Woman getting off an oil tanker
During the first course in 2014, an allocated oil tanker was used in the drills.

Oil spill course in Greenland

Tailored courses reduces the risk of oil spills in Greenland

Employees at the Greenlandic company Polaroil learn how to intervene correct in the event of an oil spill. Tailored courses reduce the risk of polluting the pristine environment.

Greenland is a beautiful, but also a harsh and unpredictable country with mind-blowing distances. The pristine Arctic environment is extremely vulnerable to pollution.

Hence, speed and knowledge is paramount whenever and wherever an oil spill happen. With this in mind, the Greenlandic oil import company, Polaroil, asked NIRAS Greenland to design and develop a set of specific courses for its employees with focus on correct action in the event of an oil spill.

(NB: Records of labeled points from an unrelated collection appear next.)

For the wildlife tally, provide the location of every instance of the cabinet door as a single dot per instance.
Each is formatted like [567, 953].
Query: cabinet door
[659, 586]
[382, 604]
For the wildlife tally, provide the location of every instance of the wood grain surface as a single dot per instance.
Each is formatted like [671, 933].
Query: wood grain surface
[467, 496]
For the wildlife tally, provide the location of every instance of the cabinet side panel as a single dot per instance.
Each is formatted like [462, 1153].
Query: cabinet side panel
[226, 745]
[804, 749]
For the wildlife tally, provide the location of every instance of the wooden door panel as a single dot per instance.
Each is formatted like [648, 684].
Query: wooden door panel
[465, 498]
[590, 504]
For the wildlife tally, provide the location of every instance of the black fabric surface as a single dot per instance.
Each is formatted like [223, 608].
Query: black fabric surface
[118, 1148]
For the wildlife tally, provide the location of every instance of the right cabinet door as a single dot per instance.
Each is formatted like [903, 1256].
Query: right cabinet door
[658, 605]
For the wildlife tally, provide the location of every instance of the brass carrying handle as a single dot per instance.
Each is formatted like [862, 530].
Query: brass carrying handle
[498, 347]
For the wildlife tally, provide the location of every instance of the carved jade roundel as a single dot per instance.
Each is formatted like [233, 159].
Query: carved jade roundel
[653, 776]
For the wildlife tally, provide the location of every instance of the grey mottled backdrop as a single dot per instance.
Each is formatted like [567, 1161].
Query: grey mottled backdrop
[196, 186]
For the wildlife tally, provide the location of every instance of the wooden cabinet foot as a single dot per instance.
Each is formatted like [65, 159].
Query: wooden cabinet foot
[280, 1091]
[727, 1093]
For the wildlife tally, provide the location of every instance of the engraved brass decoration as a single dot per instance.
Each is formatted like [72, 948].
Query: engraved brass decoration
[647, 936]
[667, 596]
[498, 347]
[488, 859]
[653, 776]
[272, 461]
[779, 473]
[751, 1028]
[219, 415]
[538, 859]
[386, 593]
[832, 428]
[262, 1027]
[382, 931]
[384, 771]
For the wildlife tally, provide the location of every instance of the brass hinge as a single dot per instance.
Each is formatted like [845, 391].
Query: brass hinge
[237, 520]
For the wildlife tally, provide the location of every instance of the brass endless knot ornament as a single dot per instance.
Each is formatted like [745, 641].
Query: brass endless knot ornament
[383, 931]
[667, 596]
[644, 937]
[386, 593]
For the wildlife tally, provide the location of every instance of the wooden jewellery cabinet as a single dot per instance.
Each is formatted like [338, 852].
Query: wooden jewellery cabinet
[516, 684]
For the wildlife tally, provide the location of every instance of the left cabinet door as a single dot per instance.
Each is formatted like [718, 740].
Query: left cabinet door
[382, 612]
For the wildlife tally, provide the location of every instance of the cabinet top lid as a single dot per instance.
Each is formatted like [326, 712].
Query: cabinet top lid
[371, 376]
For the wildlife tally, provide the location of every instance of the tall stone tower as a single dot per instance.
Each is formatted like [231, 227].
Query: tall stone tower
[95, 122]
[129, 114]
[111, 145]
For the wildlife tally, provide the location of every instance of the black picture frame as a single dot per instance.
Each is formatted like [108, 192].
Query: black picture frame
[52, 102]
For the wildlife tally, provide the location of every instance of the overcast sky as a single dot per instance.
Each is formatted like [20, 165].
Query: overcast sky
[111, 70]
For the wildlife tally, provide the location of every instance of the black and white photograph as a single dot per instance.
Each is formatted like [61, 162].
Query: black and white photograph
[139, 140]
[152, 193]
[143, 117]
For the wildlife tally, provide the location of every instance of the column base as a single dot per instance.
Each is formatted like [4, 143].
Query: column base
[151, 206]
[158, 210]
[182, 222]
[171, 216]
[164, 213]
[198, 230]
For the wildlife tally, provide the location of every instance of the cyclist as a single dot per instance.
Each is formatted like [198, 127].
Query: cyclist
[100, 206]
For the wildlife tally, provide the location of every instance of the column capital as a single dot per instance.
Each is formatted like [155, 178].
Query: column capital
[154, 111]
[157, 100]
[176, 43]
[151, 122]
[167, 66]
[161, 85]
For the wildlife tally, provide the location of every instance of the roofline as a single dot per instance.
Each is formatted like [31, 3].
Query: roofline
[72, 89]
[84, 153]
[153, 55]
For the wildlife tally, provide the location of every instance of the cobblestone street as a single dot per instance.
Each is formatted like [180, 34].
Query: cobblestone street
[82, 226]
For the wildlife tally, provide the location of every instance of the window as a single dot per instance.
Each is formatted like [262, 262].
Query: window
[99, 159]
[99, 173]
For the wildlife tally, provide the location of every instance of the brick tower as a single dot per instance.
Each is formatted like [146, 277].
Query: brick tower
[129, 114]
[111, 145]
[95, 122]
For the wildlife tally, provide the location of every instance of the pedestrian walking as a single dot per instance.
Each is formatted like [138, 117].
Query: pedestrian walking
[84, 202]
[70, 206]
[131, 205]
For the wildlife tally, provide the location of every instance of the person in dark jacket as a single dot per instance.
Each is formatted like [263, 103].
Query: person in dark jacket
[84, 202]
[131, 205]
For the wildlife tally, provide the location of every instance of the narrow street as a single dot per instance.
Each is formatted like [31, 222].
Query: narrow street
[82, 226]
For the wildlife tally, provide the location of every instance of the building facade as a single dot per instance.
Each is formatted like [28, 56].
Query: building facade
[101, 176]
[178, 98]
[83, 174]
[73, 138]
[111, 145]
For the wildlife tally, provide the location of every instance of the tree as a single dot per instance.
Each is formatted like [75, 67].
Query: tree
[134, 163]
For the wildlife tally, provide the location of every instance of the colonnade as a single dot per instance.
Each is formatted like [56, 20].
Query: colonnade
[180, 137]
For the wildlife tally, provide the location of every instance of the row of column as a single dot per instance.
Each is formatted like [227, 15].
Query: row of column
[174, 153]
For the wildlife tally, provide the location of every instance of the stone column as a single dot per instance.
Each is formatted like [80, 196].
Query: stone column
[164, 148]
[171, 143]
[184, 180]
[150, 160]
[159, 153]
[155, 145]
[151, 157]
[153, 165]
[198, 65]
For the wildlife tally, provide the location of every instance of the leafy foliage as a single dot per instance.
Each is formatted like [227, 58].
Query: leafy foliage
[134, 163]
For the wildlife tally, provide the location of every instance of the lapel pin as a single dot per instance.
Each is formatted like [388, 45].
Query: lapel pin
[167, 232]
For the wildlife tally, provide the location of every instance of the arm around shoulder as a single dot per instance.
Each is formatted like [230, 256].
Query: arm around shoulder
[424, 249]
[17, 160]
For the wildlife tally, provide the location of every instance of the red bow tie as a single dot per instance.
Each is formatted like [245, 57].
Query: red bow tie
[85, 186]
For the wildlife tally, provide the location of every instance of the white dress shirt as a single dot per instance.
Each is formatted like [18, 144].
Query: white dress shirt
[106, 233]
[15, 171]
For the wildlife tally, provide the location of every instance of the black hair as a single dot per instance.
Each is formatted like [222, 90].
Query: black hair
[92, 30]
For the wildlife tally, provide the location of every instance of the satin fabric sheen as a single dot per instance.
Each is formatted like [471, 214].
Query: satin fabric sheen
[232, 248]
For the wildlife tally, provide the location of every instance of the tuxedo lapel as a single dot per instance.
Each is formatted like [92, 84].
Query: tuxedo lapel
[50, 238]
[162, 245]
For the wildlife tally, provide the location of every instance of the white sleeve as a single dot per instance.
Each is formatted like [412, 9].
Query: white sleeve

Through instructions, lectures and practical drills performed under realistic conditions in Greenland, the workers improve their abilities to react swiftly to oil spills - in close collaboration with local authorities.

Every year Polaroil handles 250 million liters of oil. The oil is imported and then distributed to villages and settlements throughout the country.

The company's installations ranges from a large import facility to several small tank installations situated in tiny settlements and in different climatic zones.

For the Greenlandic community the primary benefit is a reduced risk of polluting the Arctic environment.

Over the recent years Polaroil has made the risk of oil pollution the epicenter of its business. This is in part due to increased requirements from authorities and general rising climatic concerns in Greenland.

The large distances and very low population density of Greenland mean that Polaroil, in many cases, will need to handle an oil spill by itself. The different local emergency management agencies can easily be occupied at other locations or simply be too far away from a given pollution area to be able to react in time.

Thus, the courses developed by NIRAS Greenland aims at preventing the oil from scattering, commence the cleanup, and use whatever equipment is available at the specific site.

The course is designed specifically to Arctic conditions including information about how oil scatters in snow, in areas with permafrost and on rocks. Given the extreme environment in Greenland the compendium uses only local examples.

Through the course Polaroil employees learn not only to be better prepared for an oil spill, they also gain detailed information about technical installations, crucial knowledge about maintenance and how to reduce leaks from the various oil installations.

Polaroil employees reduce leaks from the oil installations.

For the Greenlandic community the primary benefit is a reduced risk of polluting the Arctic environment.

NIRAS Greenland has extensive knowledge about Greenland and draws upon experts within the consulting company. This includes in-depth insight into emergency planning and contact with local authorities.


  • Polaroil is a subsidiary of KNI A/S.
  • KNI is 100 pct. owned by the Self-Government of Greenland and dates back to 1774.
  • The first tank facility was built in i Aasiaat in 1948. The year after followed installations in Qaqortoq, Nuuk og Sisimiut.